It Turns Out Even Godlike Vikings Knew The Fine Art Of Douchebaggery

WTF, Harbard, seriously.

"Portage" is not a good episode for relationships, and let's face it, Vikings isn't happy bodice-ripper nonsense like Outlander anyway. I mean, on this show any time a man or woman doesn't get killed after sex, it's a win. Oh, and before I forget -- RIP, Yidu. Apparently drug dealers had short life spans even before the creation of meth.

But on the spectrum of crappy relationships that didn't end in murder (which was more than one this week, jeez), Harbard takes the damn cake for being a complete 21st century-style asshat: the only difference is he's wearing burlap, but who knows? Maybe some hipsters in Brooklyn are weaving their very own artisanal sackcloth as we speak. God knows the beard is still on point.

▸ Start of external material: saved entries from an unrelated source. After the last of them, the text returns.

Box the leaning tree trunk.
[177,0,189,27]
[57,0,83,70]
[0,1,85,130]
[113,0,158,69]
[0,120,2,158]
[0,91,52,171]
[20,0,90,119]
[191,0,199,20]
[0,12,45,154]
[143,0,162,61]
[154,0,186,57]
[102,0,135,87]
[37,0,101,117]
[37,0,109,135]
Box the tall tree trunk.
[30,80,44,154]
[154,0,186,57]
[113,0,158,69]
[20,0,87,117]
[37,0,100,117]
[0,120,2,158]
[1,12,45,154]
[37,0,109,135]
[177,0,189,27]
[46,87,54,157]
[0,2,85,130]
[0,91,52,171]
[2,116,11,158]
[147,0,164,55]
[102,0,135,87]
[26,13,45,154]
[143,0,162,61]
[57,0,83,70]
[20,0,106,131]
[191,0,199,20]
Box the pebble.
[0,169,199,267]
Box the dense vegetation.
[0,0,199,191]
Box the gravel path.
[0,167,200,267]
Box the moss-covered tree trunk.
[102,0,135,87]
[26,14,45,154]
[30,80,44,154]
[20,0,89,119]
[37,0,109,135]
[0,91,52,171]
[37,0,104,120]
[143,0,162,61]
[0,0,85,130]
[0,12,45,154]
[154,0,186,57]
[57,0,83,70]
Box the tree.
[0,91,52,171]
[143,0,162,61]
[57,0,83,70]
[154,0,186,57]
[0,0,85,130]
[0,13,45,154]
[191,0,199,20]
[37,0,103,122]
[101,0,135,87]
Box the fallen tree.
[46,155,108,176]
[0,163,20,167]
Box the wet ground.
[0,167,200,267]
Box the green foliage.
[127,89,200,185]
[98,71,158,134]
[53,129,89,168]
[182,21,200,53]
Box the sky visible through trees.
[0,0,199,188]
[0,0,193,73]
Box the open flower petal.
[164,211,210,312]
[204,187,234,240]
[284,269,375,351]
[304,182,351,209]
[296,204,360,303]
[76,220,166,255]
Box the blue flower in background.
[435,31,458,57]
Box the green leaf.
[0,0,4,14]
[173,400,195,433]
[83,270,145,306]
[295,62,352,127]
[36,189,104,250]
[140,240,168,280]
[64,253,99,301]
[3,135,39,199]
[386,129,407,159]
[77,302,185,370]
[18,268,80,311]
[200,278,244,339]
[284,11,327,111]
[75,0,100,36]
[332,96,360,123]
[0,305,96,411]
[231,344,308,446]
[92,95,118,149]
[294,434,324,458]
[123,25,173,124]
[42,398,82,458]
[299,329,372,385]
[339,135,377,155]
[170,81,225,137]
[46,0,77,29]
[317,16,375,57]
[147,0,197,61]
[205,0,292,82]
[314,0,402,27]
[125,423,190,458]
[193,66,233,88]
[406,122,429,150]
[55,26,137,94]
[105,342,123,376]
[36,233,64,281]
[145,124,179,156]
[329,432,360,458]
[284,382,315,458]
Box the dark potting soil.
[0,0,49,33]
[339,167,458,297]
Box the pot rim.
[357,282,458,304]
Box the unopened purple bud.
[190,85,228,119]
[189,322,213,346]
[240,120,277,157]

We knew Harbard was screwing around on poor Aslaug, although up until this week we could have had a little compassion for him. He shows up unannounced, having received her psychic email of yearning or whatever, and is all ready to offer her his unique brand of emotional healing. But Aslaug seems more interested in complaining about her ruined marriage, staring at Harbard longingly, but refusing to give in to desire because...Ragnar would be mad at her? Oh, wait, he's already mad at her. Seems to me the cat is out of the bag, so what's the big deal? It's not like Ragnar isn't already going to suspect that she cheated on him once he hears Harbard dropped in during his absence.

But this week, Aslaug has to get a look at the three-way porno that Harbard's been enjoying with the local womenfolk. She breaks what sounded like dishes (which seems like a very modern tantrum, because it's not like a Viking can run off to IKEA to restock) and stomps and screams like Carrie Bradshaw on a bender. Except for the slaves hanging around looking mortified, it feels like the stuff of a bad rom-com. But then, it gets worse.

Although the Vikings didn't have television, jazz records, cigarettes, white T-shirts or any of the stuff that makes a truly douchey modern man, guess what? Harbard has the rap down pat. But I only love you, babe! Don't try to possess me, because possession isn't love. Don't break my Dylan records when you toss them out the window!

Aslaug, to her credit, seems to think he's as full of shit as any woman hearing this kind of rationalization would, but there's one catch. Harbard is still kinda selling himself as a god, and Aslaug isn't so sure he isn't one. To his credit, he did seem to take away Ivar's pain, so she can't really say he's completely full of shit even if she believes it because then he might give it back, and no one wants to hear Ivar screaming all damn day and night. Hey, this was before Tylenol, and Yidu only shared her stash with Ragnar, so Aslaug doesn't want to take any chances.

I'm pretty sure a lot of scumbag guys are wondering if they can use the Norse god angle themselves, because it might be their get-out-of-jail-free card if they ever found a girl dumb enough to buy into it. Short answer: no, shut up, put on some pants.

Hagard, who cannot be possessed, and is free like the wind, and only puts his penis into multiple women out of the goodness of his own heart, may have taken off -- to clean himself up, if he's being sensible. But let's hope that Aslaug, having broken as many dishes as she can, has now moved past anger and acceptance to complete disdain. If Harbard comes back...well, I'd say I hope she'll slam the door in his face...but then, none of the Vikings actually have doors.